= Association for the Prevention of Torture =

The Association for the Prevention of Torture (APT) is an international non-government organization focused on the prevention of torture and other acts considered as cruel, inhuman or degrading treatment. The organization was founded in 1977 by Jean-Jacques Gautier under the name Swiss Committee against Torture.

APT seeks to prevent torture through three integrated elements:

- Effective monitoring
- Legal and policy frameworks
- Ensuring determination and capability on the part of international and national actors

== Founder Biography ==
Jean Jacques Gautier was born in 1912 in Chene-Bourgeries, Geneva. He was raised by a family of influential bankers, and he later became an associate of the Pictet and Cie private bank. In 1973, Amnesty International started a campaign to abolish the practices of torture. This influenced Gautier because he believed that torture was "the absolute weapon in the service of the powers of the evil, the shame of our century." Being greatly influenced by his Christian beliefs and the anti torture movement, Gautier entered early retirement and dedicated the remainder of his life to stopping torture from endangering the lives of innocent people.

==Activities==
The APT pursues its goals through four broad categories of activities.

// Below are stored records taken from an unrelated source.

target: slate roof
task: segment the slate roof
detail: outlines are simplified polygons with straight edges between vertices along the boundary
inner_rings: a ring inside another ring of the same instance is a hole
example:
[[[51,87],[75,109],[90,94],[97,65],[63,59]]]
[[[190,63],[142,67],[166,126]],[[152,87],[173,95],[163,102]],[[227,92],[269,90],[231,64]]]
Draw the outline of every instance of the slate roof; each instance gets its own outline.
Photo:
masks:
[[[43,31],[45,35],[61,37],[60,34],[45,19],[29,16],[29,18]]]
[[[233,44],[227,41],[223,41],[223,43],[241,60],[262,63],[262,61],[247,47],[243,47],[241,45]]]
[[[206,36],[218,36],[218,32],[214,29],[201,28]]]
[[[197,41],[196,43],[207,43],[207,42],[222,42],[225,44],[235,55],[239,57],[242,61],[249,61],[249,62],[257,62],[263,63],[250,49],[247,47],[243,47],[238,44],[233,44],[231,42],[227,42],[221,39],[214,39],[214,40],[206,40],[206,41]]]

=== Develop legal instruments ===
APT offers legal advice and is involved in the drafting of legal instruments to prevent torture. APT has contributed to the UN Convention Against Torture and its Optional Protocol (OPCAT); the European Convention for the Prevention of Torture and the Robben Island Guidelines for the Prohibition and Prevention of Torture in Africa.

=== Advocate for preventive mechanisms ===
APT engages in direct advocacy at several levels.

=== Strengthen capacities ===
APT works with national, regional, and international partners to strengthen their capacity to prevent torture. APT advises on specific techniques for implementing monitoring, training in legal issues, and legislative reform.

=== Produce practical tools ===
APT develops materials and publishes various resources.

== Achievements ==
The Association for the Prevention of Torture has worked since 1977 to prevent torture around the world. There are regional, national and international committees that oversee places of detention in which people are being denied of their civil liberties. These detention centers are often closed environments such as prisons or immigration centers that prevent people from expressing their inalienable rights. The APT has taken preventative measures to ensure that individuals who have been incarcerated or taken into custody unjustly are able to have access to a lawyer and doctor, and that family members are also notified when their relatives are incarcerated to prevent and reduce the possibility of torture occurring. The APT has also been successful in setting up regular visits to detention camps and ensuring that no malpractices are occurring among people who are being detained. Additionally, the APT has also composed a guide about anti torture legislation that details the national laws that must be followed to take action against torturous acts. Since the APT partnered with the Optional Protocol to the UN Convention Against Torture (OPCAT) many places of detention have been shut down. Also, in other instances the living conditions of some detention camps have improved in terms of food and housing arrangements. These improvements are due to the communicative efforts between national organizations and the APT.

== Regional Expansion ==
The APT works with countries in Africa, the Americas, Pacific Asia, Europe and Central Asia, Middle East and North Africa and other countries to carry out plans for preventing acts of torture. Indonesia organized a trip for students to visit Geneva with the help of the APT. The students spent the day at a workshop to develop strategies to create a system that monitors the conditions of a detention camp. The APT hopes that its support for Indonesian national institutions will form the National Preventive Mechanism in Indonesia which is the process of ratifying OPCAT to act as a supporting system in efforts to rid any areas of Indonesia that are engaging in cruel acts of torture.

== Structure and Partnerships ==
The APT Board is elected annually by the APT General Assembly and is composed of 16 experts from 10 countries. The full Board meets twice a year to approve the strategic plan and budget for the coming year and to review activities from the previous period. Some members of the board are involved more frequently in supervising, advising, or participating in APT activities.

The APT has consultative status the following organizations:

- United Nations Economic and Social Council
- Organisation of American States
- Council of Europe
- African Commission on Human and Peoples' Rights
- Organisation internationale de la Francophonie

The APT is a member of:

- Swiss Coalition for the International Criminal Court
- The Coalition of International NGOs Against Torture (CINAT)
- The International Detention Coalition

APT has been recognized with the following awards:

- Human Rights Prize of the French Republic, 2004
- Prize of the Foundation for Geneva, 2004
- Chico Mendes Resistance Prize, 2007

== Purpose ==
The APT is a non-government association that is focused on ensuring that no human being is ever subjected to torture or any form of cruel or inhumane treatment. The vision of the APT is to protect the liberties of people who have been denied or cheated out of their basic human rights. Every person is entitled to being treated with respect and given opportunities to better themselves and their economic status. The APT is also very objective in its pursuits to have an open mind and non discriminatory ideal towards helping any one who is being treated unjustly. Overall, the APT has set an international standard by which over 80 countries are in agreement to recognize that torture is an inhumane act that affects people in developing countries. The APT has ongoing projects in place to ensure that acts of torture are not legitimized in any form.